Since our support started in Morazan we have provided medical exams to women and children, books and furniture to the libraries and day care centers and scholarships to 3rd-12th grade students.
In 2001 our first eligible university students entered our student loan program and in 2007 we are supporting 6 students from the two cooperatives. We now have a student house in San Miguel where most of our students from this area are studying.
In 2006 project AGE was started providing reading glasses to seniors, the project combines training in the making of local handicrafts and social activities with our high school and university students.
Christian based women's association in Apulo (see photos)

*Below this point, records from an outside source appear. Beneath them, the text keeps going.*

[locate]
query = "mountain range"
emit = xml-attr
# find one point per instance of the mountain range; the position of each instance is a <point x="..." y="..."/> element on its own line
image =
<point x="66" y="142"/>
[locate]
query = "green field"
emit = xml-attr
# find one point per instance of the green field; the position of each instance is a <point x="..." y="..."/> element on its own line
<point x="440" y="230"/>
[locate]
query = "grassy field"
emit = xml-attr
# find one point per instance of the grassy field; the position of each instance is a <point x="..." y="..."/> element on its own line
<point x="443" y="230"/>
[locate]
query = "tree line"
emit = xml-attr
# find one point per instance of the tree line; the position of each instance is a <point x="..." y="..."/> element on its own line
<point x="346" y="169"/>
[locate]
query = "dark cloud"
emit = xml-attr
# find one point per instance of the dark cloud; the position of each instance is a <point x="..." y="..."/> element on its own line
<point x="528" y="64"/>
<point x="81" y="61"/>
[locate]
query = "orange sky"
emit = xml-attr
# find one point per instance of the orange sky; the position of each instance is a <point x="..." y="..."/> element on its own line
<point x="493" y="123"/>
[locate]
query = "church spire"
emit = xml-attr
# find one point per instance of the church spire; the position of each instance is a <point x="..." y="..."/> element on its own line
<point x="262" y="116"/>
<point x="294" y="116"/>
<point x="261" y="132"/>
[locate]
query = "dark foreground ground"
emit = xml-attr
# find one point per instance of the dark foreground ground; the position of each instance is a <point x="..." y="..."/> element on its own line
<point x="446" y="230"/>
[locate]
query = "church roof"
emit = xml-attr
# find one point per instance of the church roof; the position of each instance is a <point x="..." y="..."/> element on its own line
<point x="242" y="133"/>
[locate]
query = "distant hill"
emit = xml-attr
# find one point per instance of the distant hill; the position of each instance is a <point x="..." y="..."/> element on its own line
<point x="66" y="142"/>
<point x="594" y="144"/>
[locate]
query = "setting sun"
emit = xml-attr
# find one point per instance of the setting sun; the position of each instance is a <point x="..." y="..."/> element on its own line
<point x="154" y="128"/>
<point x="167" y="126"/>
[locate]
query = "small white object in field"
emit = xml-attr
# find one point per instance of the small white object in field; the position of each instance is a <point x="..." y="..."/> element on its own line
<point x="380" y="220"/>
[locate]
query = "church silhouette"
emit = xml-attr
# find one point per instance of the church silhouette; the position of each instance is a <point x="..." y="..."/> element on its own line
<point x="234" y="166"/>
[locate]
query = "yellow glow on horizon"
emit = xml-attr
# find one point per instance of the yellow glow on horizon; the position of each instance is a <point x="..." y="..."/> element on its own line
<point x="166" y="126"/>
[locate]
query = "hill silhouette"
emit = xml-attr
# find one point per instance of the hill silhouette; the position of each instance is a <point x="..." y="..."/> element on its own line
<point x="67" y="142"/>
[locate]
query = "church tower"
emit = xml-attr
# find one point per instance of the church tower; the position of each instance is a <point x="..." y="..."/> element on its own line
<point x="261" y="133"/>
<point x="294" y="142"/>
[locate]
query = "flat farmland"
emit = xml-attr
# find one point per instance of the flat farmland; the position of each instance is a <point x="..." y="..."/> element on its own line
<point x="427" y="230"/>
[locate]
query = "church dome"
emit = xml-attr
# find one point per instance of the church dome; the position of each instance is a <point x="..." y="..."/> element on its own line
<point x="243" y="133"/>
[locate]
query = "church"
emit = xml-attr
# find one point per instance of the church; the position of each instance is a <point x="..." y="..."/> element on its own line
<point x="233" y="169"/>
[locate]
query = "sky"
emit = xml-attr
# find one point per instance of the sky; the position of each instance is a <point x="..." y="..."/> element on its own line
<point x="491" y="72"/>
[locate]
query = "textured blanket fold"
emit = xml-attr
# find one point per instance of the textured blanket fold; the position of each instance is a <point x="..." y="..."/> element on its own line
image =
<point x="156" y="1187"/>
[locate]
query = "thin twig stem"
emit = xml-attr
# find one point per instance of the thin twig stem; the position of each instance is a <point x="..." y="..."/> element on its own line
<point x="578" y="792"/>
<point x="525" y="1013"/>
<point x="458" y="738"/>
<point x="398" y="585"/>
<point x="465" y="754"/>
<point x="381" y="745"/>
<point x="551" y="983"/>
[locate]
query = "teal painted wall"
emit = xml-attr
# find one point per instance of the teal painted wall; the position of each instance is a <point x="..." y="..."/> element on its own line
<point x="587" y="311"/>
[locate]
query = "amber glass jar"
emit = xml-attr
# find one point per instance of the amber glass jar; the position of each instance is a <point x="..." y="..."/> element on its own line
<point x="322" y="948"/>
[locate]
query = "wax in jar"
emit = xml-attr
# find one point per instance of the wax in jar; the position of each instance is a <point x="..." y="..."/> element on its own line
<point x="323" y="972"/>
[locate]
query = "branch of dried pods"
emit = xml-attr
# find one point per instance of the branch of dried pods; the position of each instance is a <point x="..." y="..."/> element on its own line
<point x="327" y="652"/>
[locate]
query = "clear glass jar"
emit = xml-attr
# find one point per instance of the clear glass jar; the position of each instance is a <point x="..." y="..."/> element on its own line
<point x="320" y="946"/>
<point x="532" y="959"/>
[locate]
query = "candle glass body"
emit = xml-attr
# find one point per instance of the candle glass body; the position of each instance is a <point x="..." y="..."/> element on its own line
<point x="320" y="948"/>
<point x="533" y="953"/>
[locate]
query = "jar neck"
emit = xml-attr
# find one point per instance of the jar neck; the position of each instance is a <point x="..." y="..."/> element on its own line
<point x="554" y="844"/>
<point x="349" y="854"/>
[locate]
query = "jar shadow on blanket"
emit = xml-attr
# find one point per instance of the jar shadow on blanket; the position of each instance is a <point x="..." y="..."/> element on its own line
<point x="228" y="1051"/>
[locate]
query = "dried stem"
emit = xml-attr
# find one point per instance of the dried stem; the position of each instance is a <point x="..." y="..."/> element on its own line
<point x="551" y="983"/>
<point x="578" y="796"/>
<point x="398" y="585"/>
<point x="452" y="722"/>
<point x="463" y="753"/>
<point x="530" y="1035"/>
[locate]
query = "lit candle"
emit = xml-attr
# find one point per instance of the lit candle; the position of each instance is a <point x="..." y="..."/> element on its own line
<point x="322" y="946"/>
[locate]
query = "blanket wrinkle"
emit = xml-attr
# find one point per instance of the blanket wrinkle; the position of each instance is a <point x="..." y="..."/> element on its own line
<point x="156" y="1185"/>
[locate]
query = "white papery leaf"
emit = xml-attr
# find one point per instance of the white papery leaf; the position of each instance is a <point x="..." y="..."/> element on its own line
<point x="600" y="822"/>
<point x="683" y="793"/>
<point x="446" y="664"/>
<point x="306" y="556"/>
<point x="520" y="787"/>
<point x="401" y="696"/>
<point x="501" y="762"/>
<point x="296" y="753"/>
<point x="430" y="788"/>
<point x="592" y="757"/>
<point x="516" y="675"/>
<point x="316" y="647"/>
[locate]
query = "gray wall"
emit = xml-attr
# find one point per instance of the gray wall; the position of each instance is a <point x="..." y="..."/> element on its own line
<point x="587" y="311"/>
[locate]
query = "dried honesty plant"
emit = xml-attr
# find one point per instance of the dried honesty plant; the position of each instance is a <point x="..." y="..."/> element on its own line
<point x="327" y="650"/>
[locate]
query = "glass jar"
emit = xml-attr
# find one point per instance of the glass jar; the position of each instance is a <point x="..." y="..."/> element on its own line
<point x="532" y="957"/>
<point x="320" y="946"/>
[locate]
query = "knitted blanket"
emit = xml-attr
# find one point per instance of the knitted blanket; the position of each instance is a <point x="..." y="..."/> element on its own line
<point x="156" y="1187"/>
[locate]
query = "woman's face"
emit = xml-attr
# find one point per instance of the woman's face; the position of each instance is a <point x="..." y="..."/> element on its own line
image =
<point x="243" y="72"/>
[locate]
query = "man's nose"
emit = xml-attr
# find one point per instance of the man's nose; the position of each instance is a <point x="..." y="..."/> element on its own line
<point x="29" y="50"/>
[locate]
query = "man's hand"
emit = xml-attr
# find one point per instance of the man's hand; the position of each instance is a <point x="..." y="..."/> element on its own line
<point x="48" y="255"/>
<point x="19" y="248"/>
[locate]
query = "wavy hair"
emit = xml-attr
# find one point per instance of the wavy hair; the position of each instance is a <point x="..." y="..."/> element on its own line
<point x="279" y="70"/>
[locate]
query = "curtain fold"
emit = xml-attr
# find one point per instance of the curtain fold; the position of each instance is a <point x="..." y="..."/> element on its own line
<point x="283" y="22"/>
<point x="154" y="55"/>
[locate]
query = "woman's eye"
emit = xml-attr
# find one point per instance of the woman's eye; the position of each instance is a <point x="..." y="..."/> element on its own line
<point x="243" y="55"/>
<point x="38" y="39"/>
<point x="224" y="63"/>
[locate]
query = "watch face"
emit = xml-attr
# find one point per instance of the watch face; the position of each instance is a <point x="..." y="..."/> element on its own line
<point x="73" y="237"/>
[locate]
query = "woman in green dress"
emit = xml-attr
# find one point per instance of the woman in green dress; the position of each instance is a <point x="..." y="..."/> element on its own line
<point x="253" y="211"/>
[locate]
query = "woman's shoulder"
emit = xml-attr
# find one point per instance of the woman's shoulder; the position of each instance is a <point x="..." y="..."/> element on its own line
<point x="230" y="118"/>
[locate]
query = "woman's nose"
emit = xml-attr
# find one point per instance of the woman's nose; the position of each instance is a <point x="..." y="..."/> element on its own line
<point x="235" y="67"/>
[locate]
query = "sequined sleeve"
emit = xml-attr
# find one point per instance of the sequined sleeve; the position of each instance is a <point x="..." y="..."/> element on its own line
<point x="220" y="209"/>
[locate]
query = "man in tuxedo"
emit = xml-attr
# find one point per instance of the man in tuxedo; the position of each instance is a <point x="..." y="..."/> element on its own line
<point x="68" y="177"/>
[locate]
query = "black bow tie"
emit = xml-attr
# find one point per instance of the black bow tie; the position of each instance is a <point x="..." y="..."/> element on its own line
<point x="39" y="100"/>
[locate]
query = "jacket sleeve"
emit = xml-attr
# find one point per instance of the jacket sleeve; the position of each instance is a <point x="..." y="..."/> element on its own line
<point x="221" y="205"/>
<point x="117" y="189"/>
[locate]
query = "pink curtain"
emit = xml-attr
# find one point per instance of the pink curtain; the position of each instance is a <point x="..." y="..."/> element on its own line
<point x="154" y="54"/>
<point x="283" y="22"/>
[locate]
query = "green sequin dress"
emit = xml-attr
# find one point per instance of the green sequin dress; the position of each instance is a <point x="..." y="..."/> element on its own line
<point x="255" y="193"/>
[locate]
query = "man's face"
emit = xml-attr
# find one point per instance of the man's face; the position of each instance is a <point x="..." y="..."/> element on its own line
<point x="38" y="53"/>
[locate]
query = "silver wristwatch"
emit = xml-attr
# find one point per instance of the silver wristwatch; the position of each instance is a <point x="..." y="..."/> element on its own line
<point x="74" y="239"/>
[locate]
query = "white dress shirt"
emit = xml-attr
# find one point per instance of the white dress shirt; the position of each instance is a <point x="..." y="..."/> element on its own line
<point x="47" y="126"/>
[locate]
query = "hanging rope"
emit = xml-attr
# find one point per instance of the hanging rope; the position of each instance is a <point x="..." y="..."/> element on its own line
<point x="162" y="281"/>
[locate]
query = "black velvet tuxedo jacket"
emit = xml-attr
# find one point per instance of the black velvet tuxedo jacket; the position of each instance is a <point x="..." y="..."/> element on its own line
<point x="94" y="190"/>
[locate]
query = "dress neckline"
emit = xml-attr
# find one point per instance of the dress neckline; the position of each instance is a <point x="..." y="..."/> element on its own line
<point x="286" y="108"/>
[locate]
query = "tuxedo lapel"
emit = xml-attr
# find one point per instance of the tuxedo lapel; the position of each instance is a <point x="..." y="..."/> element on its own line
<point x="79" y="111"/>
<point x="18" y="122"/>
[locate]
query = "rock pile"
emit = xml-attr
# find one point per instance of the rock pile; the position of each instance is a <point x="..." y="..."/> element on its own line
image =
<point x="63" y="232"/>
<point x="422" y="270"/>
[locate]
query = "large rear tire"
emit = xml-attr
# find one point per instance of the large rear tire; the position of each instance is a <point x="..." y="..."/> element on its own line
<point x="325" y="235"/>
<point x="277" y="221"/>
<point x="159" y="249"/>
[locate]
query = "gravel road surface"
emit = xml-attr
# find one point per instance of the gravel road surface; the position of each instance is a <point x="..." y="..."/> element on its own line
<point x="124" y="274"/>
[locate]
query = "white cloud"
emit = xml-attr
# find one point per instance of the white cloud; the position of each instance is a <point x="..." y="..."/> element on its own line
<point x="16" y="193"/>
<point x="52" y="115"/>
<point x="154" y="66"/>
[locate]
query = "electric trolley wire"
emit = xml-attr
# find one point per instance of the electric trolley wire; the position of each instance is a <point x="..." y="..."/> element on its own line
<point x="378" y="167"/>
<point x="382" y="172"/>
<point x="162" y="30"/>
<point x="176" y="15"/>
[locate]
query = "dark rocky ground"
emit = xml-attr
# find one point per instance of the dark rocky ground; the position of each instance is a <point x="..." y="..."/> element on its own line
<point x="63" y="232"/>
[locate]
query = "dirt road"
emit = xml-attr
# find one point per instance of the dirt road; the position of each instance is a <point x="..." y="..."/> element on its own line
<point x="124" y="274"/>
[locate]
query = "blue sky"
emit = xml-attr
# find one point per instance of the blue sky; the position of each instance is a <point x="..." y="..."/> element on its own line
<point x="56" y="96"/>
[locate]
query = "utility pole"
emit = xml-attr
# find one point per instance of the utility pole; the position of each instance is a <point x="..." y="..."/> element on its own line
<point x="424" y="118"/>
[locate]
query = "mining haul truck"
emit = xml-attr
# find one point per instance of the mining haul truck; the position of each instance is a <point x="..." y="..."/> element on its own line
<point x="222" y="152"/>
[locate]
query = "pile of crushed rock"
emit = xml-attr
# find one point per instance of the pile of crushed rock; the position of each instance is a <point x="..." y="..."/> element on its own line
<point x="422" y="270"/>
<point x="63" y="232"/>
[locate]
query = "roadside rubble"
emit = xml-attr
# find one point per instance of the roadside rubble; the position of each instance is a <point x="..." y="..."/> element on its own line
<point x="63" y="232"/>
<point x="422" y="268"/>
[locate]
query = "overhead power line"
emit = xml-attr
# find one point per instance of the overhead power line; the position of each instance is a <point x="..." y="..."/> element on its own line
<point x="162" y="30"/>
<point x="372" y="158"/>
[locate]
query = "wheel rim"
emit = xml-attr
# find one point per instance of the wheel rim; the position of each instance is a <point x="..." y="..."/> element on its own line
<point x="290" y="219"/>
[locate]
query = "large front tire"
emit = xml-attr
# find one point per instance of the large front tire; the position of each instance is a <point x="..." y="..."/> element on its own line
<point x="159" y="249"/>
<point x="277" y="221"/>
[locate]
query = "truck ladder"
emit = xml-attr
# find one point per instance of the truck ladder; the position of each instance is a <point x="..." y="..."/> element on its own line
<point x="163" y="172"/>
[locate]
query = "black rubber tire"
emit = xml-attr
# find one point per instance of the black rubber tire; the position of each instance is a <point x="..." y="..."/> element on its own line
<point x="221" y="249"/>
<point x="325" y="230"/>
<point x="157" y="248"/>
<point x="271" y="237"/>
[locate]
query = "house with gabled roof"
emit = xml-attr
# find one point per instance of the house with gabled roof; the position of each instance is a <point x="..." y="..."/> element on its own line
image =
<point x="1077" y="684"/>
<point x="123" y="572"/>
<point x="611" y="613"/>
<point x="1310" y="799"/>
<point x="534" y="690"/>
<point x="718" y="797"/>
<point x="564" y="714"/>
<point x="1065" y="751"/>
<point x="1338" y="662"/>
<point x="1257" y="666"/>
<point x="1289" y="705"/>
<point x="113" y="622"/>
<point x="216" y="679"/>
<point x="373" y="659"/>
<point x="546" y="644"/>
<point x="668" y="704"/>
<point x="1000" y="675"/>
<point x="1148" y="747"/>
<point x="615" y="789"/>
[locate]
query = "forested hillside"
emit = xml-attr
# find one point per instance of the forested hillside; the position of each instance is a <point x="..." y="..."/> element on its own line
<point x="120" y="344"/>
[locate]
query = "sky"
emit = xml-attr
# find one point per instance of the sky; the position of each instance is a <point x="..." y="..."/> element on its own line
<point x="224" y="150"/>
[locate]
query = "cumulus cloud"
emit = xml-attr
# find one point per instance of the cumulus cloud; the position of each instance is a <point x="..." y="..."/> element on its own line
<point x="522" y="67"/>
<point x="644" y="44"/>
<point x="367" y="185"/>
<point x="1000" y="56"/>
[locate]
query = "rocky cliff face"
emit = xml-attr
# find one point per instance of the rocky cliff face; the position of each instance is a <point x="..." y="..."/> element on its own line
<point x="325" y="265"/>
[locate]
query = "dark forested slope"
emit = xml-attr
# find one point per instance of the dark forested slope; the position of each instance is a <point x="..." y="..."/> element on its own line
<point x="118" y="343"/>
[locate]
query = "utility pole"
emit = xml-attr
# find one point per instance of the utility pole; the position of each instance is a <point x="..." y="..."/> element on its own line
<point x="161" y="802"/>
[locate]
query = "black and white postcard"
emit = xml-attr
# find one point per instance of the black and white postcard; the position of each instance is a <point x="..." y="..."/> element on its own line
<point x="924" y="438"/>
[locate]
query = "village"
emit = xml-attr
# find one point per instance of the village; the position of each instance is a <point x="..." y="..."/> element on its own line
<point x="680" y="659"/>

In 1998 Carmen was contacted by Sister Monica Thieblin, who had been working in marginal communities in the area of Apulo for many years. Apulo is an urban community only 20 minutes from San Salvador, and is located in what could be called a tourist area for Salvadorans. In their first meeting Monica asked for financial aid for 4 high school students from very poor but socially active families. Carmen asked the question of why should we invest in these particular students and was answered by one of the more active local leaders, Marta. Marta explained to Carmen that the only future for most of the young women of this area is prostitution, still legal in many parts of El Salvador. She continued to explain that what they wanted was to train future community leaders not professionals. Well it was these words that convinced Carmen to take on Apulo. Since that time Marta has passed away and 3 years ago Sister Monica turned over her supervision of our support to a newly formed women's association. Two members of the association Fran and Diana are now active members of our local committee. The Communal Association for the Poor Lake Water Area (Asociacion Comunitaria para los Pobres de la Cuenca del Lago) now not only supervises our funds for high school scholarships but also manages funds from other donations in a K-9th grade scholarship program for some 45 children, sons and daughters of their members. They also now have 2 barter stores in the area where anything from shoes, CDs and beans to services in computer repair and baby sitting are exchanged by men and women in Apulo.
Since Palo Alto Friends Meeting El Salvador Projects started supporting this Christian based community in Apulo we have helped 12 high school students to finish their schooling. Also we have also supported at a higher level 1 nurses aid and 1 registered nurse to finish their advanced studies. In 2007 we are supporting 8 high school students, of which we hope to have 3 new candidates for the university in 2008.